Top positive review
5 people found this helpful
on 11 January 2010
I have read just about every book Thomas H Cook has written. His themes always contain a sense of Conradian darkness, but I feel that now he is beginning to home in on a central premise. A premise which focuses on the nature of murder as a singular force and the balance of judgement/revenge.
His last novel 'The Master of the Delta' brings in much mention of historical atrocities - the Spanish Inquisition, the gulag ships, and so on. Cook touches on this type of material again here - Countess Bathory, war crimes, various famous serial killers. (But not in any sensationalising way. As a crime writer he is one of the most philosophical and morally tenacious in searching through the murk and the sadism.)

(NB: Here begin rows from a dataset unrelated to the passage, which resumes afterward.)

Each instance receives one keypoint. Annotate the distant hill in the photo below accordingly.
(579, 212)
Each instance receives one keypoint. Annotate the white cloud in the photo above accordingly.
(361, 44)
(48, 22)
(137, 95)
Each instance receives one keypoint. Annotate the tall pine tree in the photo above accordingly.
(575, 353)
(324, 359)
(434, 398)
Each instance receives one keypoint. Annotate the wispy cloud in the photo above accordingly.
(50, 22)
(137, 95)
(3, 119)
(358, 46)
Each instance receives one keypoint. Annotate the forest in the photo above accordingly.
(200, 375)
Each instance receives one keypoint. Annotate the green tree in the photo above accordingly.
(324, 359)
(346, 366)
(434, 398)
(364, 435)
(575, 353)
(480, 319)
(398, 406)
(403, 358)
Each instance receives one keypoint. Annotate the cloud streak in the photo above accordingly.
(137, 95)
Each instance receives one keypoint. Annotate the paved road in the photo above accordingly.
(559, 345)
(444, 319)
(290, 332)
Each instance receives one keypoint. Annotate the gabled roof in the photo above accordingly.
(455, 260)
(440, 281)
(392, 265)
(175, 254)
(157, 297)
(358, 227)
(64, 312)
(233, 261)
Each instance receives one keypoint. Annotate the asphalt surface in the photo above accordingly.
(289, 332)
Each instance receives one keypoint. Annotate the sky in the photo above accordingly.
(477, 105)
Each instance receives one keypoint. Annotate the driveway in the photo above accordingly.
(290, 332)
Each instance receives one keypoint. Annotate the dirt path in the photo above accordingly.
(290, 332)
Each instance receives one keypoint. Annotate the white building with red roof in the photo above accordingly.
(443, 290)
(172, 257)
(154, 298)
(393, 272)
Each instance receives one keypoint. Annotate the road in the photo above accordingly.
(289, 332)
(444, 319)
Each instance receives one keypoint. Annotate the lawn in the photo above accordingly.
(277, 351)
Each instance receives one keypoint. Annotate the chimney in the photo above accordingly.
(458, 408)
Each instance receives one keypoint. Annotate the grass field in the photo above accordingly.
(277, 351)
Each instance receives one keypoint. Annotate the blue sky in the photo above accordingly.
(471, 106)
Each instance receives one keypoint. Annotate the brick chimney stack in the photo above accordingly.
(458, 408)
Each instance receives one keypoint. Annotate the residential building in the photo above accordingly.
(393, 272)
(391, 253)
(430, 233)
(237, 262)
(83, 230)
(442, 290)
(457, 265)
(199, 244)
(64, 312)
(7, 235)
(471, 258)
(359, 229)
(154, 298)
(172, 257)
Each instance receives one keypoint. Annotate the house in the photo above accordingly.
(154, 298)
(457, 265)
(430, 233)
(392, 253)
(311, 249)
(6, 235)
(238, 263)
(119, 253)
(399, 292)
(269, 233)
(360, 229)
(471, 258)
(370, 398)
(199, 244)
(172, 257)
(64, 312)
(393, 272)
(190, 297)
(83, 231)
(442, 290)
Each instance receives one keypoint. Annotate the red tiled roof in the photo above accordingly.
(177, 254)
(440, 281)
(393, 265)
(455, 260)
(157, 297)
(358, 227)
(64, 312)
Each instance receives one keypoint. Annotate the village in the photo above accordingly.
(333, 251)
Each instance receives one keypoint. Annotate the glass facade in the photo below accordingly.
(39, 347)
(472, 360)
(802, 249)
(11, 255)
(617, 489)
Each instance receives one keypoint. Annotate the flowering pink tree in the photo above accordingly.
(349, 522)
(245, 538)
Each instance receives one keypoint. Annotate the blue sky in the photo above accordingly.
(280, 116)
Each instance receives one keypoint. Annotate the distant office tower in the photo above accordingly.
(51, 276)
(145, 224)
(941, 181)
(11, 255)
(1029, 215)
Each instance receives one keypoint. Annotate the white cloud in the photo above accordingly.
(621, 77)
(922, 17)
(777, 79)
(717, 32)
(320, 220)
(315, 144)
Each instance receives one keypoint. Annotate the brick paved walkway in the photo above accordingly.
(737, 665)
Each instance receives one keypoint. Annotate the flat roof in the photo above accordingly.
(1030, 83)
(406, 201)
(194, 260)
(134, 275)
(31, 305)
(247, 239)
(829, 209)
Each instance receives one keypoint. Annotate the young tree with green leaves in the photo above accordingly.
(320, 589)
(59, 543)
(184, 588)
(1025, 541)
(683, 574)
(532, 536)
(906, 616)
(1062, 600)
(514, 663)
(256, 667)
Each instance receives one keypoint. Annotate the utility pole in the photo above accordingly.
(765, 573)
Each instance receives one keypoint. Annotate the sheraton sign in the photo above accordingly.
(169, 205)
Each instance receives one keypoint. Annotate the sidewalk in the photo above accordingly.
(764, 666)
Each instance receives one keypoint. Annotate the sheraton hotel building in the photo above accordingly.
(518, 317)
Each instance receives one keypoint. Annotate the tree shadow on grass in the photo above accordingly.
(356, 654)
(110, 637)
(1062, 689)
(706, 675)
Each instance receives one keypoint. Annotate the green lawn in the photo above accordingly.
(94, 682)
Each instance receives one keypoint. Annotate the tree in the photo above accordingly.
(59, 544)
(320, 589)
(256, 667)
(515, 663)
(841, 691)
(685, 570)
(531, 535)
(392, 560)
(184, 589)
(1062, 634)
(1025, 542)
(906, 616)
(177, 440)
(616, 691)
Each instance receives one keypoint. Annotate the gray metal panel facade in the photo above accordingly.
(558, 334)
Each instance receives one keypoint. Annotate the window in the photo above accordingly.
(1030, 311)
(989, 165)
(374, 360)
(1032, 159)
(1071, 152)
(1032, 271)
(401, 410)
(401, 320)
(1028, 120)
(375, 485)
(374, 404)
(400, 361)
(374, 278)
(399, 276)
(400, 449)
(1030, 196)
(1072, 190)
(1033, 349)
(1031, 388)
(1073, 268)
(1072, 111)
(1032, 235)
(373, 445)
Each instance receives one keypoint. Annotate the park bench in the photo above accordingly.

This is a truly multilayered book - and one of the strangest I think he has ever written. A previous reviewer states that the reader needs to go back to the first chapter after reaching the end to find out what has happened to George. This is spot on. (References in the story to 'a further turning of the screw' are definately relevant here.) It's not the kind of twist I expected from Cook, but then again he has never dealt in conventional 'twists' anyway. A further reason why he is so original and interesting as a crime author.
'The Fate of Katherine Carr' is an uneasy, perplexing, horrifying and moving novel. I really hope it finds a big audience. It would also make a superb film.